I knew from the beginning that Heavy, Heavy would close the program. It’s an album that came into my life on my 28th birthday, after nasal surgery, when my wife and I ended up at a Young Fathers show having never heard a single track. That night changed how I listen to music. It rearranged the internal circuitry of my ear. I’ve described that record as alchemic because I truly believe it altered something in me.

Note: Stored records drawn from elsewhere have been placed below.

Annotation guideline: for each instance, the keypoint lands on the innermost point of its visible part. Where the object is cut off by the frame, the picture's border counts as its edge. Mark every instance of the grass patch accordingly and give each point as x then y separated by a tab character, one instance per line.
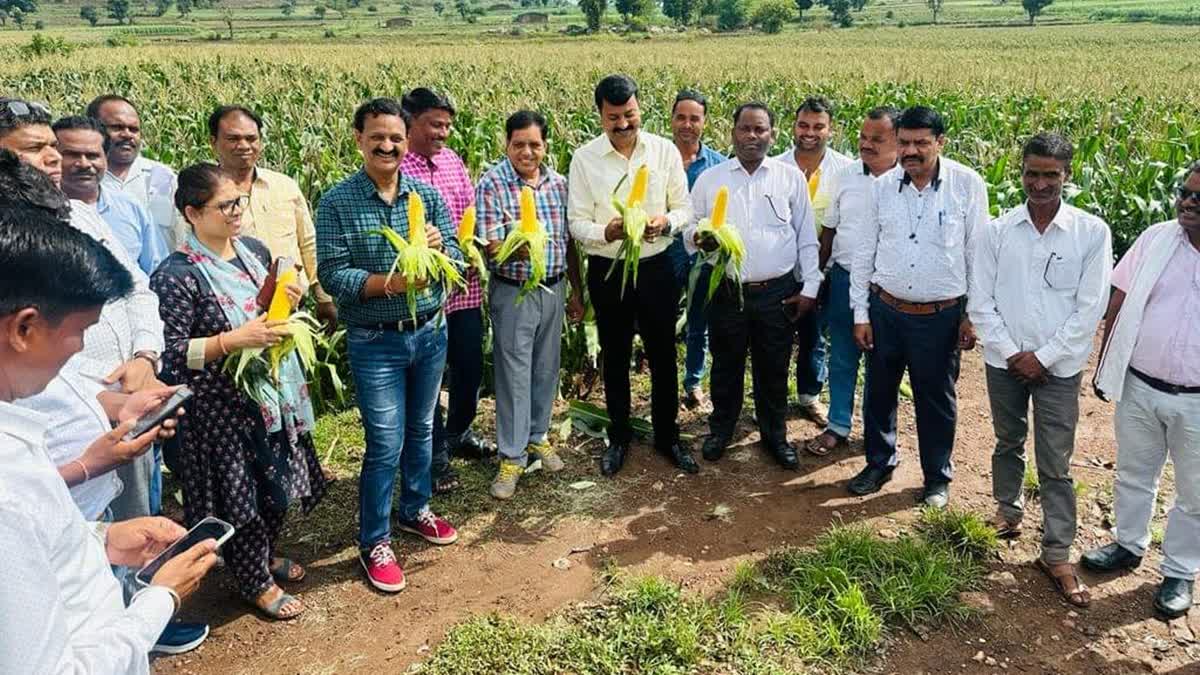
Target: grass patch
798	609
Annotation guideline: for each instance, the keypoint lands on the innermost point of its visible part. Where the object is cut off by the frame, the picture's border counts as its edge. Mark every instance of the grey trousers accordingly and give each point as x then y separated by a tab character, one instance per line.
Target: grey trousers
1055	416
1151	425
527	344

Even on cheap headphones or in the car, the record felt enormous. But hearing it on the Mono Space system was something else entirely. When it played, I was part of the audience, floating in it. I could feel the sound in my ribs, my teeth, my skin. Every once in a while, I’d open my eyes and see everyone else suspended in the same spell. Literally leaning forward, swaying, eyes closed, fully enveloped. It felt like we had all dropped into the same emotional pocket, like the narrative I’d tried so hard to build all day had clicked into something tangible.

If the entire program were a single record, it would be Heavy, Heavy. A body made of parts from everywhere, references scattered across time and place, stretching wildly, but holding its shape.

 

Lastly, any thoughts on what you'd like to explore next with a future program at Mono Space? 

 

I’ve been thinking a lot about Theaster Gates’ idea of sound as emotional abstraction, especially in the context of Black musical histories (gospel, classical, free jazz). I’m interested in what happens when you strip sound away from subject matter and just sit with the feeling. I’m also thinking about Black ambient music, a lineage that hasn’t been properly explored or named even though it grew from the same soil as free jazz. There’s something there; something about healing, something about the emotional afterlife of sound.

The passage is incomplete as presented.